Por fim, cumpre ressaltar que não é possível dizer, com precisão, se as inúmeras
situações consolidadas hoje na jurisprudência deixarão de ser discutidas. É o que
certamente acontecerá, por exemplo, apesar da expressão “em grau de apelação”, quanto
ao cabimento dos embargos infringentes de acórdãos tirados de agravo que versarem
sobre matéria de mérito66 e os embargos infringentes originados de acórdãos
provenientes de remessa necessária.
6.2. A mudança do procedimento dos embargos infringentes
Ao lado de alterações substanciais, os embargos infringentes também foram alvo de
modificação em seu procedimento, através da mudança dos arts. 531, 533 e 534.
Pela redação anterior do art. 531, interpostos os embargos infringentes, o relator deveria
preliminarmente exercer o juízo de admissibilidade destes.
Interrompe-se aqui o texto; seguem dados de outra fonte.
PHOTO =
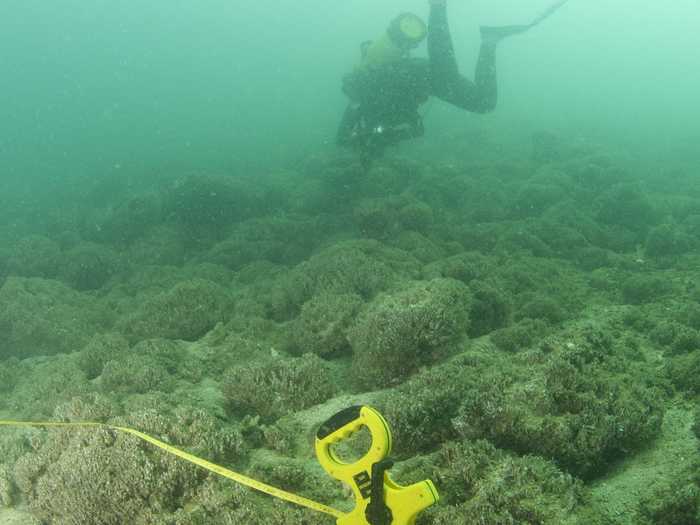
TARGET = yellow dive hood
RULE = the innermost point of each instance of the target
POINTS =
(405, 32)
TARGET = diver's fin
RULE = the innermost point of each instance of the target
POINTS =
(494, 34)
(548, 12)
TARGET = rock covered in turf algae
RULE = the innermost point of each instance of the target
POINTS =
(34, 256)
(187, 311)
(484, 485)
(403, 330)
(42, 317)
(322, 326)
(99, 476)
(275, 387)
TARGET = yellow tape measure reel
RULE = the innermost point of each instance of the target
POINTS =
(378, 499)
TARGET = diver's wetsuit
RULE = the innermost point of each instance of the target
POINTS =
(385, 99)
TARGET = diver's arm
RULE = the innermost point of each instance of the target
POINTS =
(348, 124)
(447, 84)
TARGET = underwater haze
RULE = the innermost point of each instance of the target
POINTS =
(186, 251)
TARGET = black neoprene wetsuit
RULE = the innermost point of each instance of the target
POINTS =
(385, 99)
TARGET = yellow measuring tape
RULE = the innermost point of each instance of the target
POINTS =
(235, 476)
(379, 500)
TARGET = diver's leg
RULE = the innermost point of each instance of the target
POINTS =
(446, 82)
(494, 34)
(486, 78)
(348, 125)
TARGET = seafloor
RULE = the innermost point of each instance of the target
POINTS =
(530, 327)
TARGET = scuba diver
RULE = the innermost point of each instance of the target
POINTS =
(389, 85)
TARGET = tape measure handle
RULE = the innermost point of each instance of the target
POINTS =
(338, 421)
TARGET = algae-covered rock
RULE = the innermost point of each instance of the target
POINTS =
(322, 325)
(275, 387)
(34, 256)
(42, 317)
(187, 311)
(667, 240)
(96, 475)
(481, 484)
(404, 330)
(88, 266)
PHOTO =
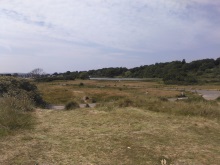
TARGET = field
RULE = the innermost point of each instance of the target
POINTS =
(132, 123)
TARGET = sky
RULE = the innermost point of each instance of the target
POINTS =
(78, 35)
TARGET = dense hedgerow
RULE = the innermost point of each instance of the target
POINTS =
(17, 100)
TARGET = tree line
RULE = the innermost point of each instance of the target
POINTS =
(175, 72)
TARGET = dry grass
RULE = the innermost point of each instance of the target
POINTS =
(122, 136)
(132, 125)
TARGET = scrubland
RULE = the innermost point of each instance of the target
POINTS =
(132, 123)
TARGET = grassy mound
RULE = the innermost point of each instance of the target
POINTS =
(17, 100)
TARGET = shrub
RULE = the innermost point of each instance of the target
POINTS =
(71, 105)
(16, 86)
(15, 114)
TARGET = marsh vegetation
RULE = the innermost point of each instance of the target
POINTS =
(133, 122)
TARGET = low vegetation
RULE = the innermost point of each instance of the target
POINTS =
(132, 123)
(71, 105)
(17, 100)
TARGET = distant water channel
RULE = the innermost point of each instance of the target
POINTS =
(208, 94)
(124, 79)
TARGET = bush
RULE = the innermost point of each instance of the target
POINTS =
(15, 113)
(16, 86)
(71, 105)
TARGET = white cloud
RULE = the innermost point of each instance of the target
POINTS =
(150, 26)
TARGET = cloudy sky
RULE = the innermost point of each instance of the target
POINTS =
(62, 35)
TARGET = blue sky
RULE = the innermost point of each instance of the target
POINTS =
(70, 35)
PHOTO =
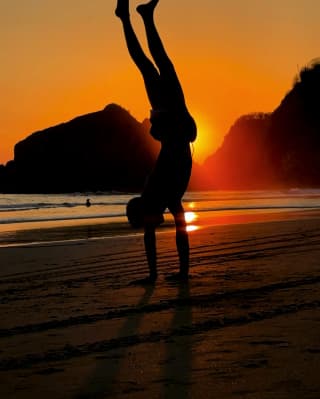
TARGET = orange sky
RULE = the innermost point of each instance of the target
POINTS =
(62, 59)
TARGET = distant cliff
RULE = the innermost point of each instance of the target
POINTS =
(110, 150)
(281, 149)
(105, 150)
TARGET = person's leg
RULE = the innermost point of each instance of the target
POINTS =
(182, 240)
(158, 52)
(148, 70)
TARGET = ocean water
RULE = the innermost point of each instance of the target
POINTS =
(20, 209)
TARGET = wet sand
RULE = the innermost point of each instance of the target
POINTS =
(245, 326)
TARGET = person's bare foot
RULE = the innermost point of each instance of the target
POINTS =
(148, 8)
(122, 10)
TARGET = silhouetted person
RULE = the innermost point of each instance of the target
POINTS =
(174, 127)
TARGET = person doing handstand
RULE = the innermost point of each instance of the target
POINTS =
(174, 127)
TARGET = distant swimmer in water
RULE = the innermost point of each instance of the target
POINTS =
(174, 127)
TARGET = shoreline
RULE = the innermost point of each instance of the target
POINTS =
(73, 324)
(71, 230)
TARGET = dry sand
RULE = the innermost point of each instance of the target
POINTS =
(246, 326)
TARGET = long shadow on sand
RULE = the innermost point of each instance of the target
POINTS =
(103, 380)
(178, 362)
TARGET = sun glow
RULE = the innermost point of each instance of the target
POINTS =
(205, 143)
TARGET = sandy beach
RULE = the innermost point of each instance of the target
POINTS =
(246, 325)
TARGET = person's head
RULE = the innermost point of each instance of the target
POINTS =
(134, 212)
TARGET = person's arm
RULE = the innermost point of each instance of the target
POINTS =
(151, 250)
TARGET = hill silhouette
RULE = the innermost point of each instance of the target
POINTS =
(104, 150)
(280, 149)
(111, 150)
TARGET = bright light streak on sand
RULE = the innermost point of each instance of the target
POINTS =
(191, 217)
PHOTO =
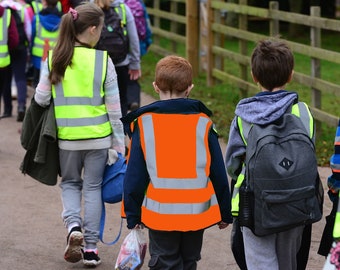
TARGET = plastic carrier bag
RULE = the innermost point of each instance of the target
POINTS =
(132, 251)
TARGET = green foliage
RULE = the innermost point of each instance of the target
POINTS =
(222, 98)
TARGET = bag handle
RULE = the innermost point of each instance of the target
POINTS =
(102, 224)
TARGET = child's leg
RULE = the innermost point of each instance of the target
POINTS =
(259, 251)
(164, 250)
(287, 246)
(191, 246)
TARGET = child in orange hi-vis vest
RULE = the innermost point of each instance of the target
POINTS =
(176, 183)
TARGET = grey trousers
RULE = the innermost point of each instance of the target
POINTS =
(174, 250)
(82, 175)
(275, 252)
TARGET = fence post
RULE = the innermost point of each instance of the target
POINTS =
(315, 34)
(192, 41)
(210, 37)
(274, 26)
(243, 25)
(203, 35)
(174, 24)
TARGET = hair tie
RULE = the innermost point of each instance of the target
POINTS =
(74, 13)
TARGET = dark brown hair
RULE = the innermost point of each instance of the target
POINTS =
(89, 15)
(173, 74)
(272, 63)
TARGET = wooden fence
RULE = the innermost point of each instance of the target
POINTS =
(202, 31)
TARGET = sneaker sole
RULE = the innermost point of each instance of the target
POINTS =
(73, 250)
(91, 263)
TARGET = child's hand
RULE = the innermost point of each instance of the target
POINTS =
(222, 225)
(135, 74)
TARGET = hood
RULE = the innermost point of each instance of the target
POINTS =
(265, 107)
(169, 106)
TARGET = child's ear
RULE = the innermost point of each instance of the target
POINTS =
(93, 29)
(155, 87)
(187, 92)
(290, 77)
(254, 78)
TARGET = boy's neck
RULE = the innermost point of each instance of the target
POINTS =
(168, 95)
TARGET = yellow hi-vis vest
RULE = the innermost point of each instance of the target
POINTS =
(180, 195)
(79, 105)
(41, 35)
(299, 109)
(5, 20)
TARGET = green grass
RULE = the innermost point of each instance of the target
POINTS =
(222, 98)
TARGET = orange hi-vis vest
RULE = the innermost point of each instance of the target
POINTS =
(180, 195)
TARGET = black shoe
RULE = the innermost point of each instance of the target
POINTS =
(74, 246)
(91, 258)
(134, 106)
(6, 115)
(21, 114)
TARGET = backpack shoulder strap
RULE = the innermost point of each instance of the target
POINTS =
(244, 128)
(301, 110)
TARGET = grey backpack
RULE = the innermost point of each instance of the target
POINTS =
(282, 188)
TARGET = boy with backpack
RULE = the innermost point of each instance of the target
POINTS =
(119, 38)
(271, 154)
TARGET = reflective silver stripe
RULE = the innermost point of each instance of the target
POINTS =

Admitido o recurso,
procedia-se posteriormente ao sorteio do novo relator (art. 533 modificado) e somente
após abria-se vista ao embargado para o oferecimento de sua resposta (art. 534 também
modificado).
Com a nova redação, o procedimento dos embargos restou profundamente simplificado.
Pelo art. 531, uma vez interpostos, o relator do acórdão embargado intimará a parte
contrária para responder o recurso, e somente após a resposta procederá ao juízo de
admissibilidade, in verbis:
Redação anterior
Art. 531. Compete ao relator do acórdão embargado apreciar a admissibilidade
do recurso
Redação atual
Art. 531. Interpostos os embargos, abrir-se-á vista ao recorrido para contra-
6
Nesse sentido, Sérgio Shimura, Os embargos infringentes e seu novo perfil, in Aspectos Polêmicos e
Atuais dos Recursos, vol. V, p. 503. De forma oposta, Luiz Rodrigues Wambier e Teresa Arruda Alvim
Wambier, op. cit., p. 132.
razões; após, o relator do acórdão embargado apreciará a admissibilidade do
recurso.
A mudança foi coerente com a sistemática recursal, porque a experiência forense indica
que o juiz tem melhores condições de exercer o juízo de admissibilidade dos recursos
após o oferecimento de resposta pela parte recorrida, porque é justamente nas contra-
razões que ele encontrará os indicativos pelos quais o recurso não poderá ser admitido.
As modificações introduzidas nos arts. 533 e 534 encontram-se em consonância com o
procedimento traçado pelo art. 531 e com o acréscimo também pertinente da
necessidade da adaptação do julgamento do recurso à estrutura interna de cada tribunal.
Assim, admitidos os embargos, serão processados e julgados conforme dispuser o
regimento do tribunal respectivo (art. 533).